「健吾くん? 何言ってるの?」
「真由子さん、俺、しばらくここには帰ってこないようにする」
「帰ってこないって、どういうこと?」
顔色を変えた母に、健吾くんが悲しそうな目をして優しく微笑みかけた。
「しばらく、ふたりとは離れる。沙里にとってもそのほうがいいと思うから」
「沙里にとっても、って……。何かあったの?」
母が、わたしと健吾くんの顔を交互に見つめる。母の顔をうまく見ることができずに斜め下に視線を落とすと、健吾くんがふっと息を漏らした。
「ごめんね。だけど、これだけは信じて。俺は真由子さんのことが大好きだし、真由子さんと沙里のこと、大切に思ってるから」
わたしの目の前で、健吾くんが母の肩を抱き寄せて、その額にそっと口付ける。
「け、健吾くん……」
母がわたしの前でキスされたことに焦って、健吾くんの胸を押しのけようとする。でも健吾くんは、母の肩を抱く手を離そうとはしなかった。
きっと、わざとだ。健吾くんは、彼にとっての一番が母であることをわたしに示そうとしている。
今まで何をしても笑って許してくれた健吾くんが厳しい口調で怒ったのも、わたしが彼の娘であることを伝えるための意思表示。

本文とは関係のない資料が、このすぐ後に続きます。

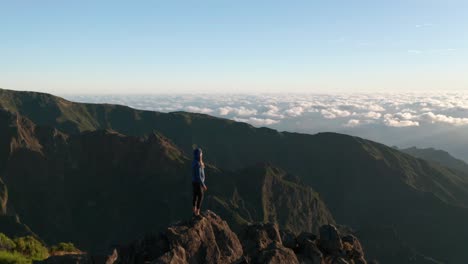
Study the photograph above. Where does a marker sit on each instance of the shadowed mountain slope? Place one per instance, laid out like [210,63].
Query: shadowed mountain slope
[85,187]
[363,183]
[442,157]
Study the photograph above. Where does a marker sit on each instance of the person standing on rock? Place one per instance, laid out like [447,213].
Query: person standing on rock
[198,180]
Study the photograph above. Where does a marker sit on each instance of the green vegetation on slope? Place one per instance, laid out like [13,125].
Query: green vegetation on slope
[363,182]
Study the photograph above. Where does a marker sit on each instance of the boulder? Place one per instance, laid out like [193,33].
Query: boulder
[330,241]
[204,239]
[262,243]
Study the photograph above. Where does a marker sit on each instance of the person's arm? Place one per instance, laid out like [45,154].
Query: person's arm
[202,177]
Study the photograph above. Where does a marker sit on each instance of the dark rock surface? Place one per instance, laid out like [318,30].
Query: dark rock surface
[209,239]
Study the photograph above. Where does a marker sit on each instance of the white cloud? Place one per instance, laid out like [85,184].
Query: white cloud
[334,113]
[257,121]
[353,123]
[373,115]
[295,111]
[240,111]
[439,118]
[197,109]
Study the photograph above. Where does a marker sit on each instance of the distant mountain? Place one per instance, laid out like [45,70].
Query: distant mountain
[442,157]
[84,187]
[93,167]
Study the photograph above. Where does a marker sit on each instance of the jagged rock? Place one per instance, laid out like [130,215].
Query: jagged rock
[330,241]
[175,256]
[335,260]
[68,259]
[289,239]
[277,254]
[353,249]
[257,237]
[304,237]
[206,239]
[262,244]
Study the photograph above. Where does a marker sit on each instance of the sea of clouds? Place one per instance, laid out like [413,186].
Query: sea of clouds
[345,110]
[438,120]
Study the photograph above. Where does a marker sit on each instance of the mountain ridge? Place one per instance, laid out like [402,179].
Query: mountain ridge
[363,183]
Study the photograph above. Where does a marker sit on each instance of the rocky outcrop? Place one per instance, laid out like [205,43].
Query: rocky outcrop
[206,239]
[209,239]
[262,243]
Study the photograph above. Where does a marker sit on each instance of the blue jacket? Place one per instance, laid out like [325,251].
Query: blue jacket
[198,172]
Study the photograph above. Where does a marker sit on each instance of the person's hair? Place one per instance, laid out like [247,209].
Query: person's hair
[201,160]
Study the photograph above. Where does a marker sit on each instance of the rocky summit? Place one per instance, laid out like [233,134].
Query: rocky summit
[209,239]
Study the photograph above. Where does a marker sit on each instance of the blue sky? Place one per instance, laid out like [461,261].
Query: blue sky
[67,47]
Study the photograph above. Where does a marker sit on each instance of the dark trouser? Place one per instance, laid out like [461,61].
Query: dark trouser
[197,194]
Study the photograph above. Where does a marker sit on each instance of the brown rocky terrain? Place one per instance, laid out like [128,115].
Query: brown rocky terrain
[209,239]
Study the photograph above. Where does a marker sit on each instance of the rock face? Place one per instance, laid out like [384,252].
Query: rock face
[206,239]
[209,239]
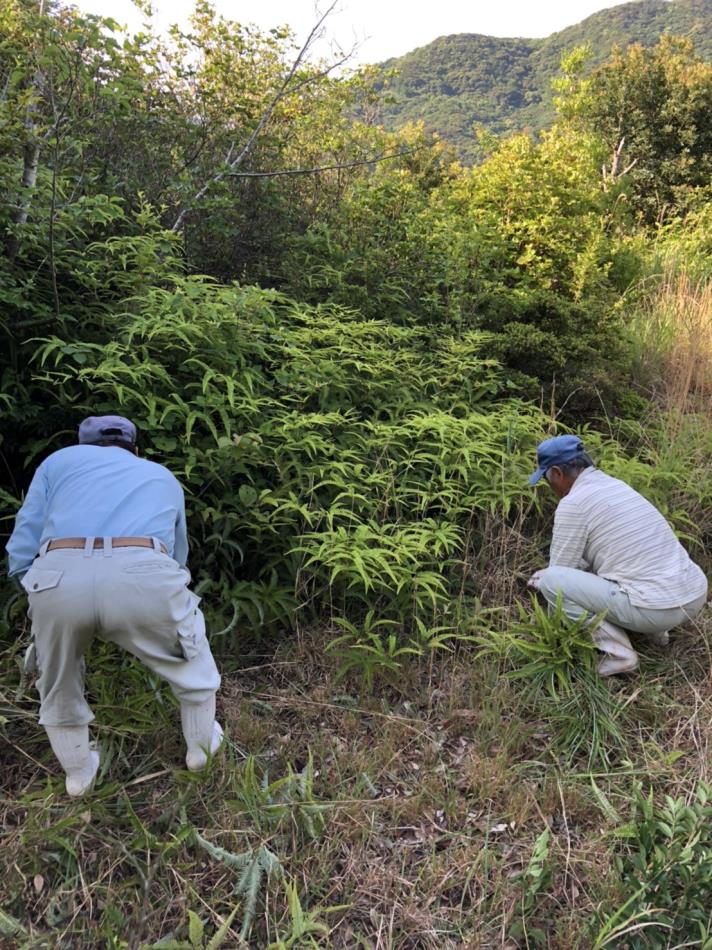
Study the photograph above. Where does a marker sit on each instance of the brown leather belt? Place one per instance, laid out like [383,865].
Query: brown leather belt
[99,543]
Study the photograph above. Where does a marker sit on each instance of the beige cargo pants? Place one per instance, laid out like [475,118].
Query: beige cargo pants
[137,598]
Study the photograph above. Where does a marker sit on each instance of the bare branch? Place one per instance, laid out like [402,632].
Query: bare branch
[285,88]
[612,175]
[321,168]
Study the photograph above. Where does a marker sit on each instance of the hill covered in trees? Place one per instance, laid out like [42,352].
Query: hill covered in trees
[504,84]
[347,347]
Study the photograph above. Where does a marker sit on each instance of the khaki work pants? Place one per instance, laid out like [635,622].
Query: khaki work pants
[137,598]
[583,592]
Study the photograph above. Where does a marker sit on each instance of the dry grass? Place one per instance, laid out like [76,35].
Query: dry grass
[433,794]
[674,329]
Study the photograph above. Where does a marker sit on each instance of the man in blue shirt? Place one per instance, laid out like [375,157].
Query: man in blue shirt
[100,546]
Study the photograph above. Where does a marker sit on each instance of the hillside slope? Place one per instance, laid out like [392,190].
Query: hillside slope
[504,84]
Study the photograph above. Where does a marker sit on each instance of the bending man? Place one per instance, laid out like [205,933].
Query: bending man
[100,546]
[613,552]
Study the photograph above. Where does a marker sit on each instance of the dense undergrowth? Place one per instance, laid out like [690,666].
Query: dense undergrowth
[349,373]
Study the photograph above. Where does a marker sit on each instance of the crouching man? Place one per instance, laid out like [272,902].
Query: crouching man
[100,546]
[613,552]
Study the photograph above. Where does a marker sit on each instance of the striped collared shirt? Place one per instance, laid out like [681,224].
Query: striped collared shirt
[605,526]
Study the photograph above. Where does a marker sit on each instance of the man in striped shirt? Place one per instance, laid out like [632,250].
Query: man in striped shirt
[613,552]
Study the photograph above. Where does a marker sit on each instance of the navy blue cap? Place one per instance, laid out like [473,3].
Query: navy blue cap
[107,429]
[556,451]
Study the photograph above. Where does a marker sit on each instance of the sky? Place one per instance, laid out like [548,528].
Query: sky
[379,28]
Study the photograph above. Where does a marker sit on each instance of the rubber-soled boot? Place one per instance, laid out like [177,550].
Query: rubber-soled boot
[614,642]
[80,763]
[201,732]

わたしの告白を曖昧な態度で躱して、なかったことにしようとしていた健吾くんだけど。母とわたしは違うのだとハッキリと線引きすることで、わたしの告白に対する返事しているのかもしれない。
わたしはもう、健吾くんのことを好きでいてはいけない。もしかしたら、いつかわたしに振り向いてくれるかもという幻想も、捨てないといけない。
きついな。きついけど、今までみたいに感情的に家を飛び出したりはできない。
健吾くんが苦しんでるから。母を困らせるから。それに、那央くんとも約束したばかりだから。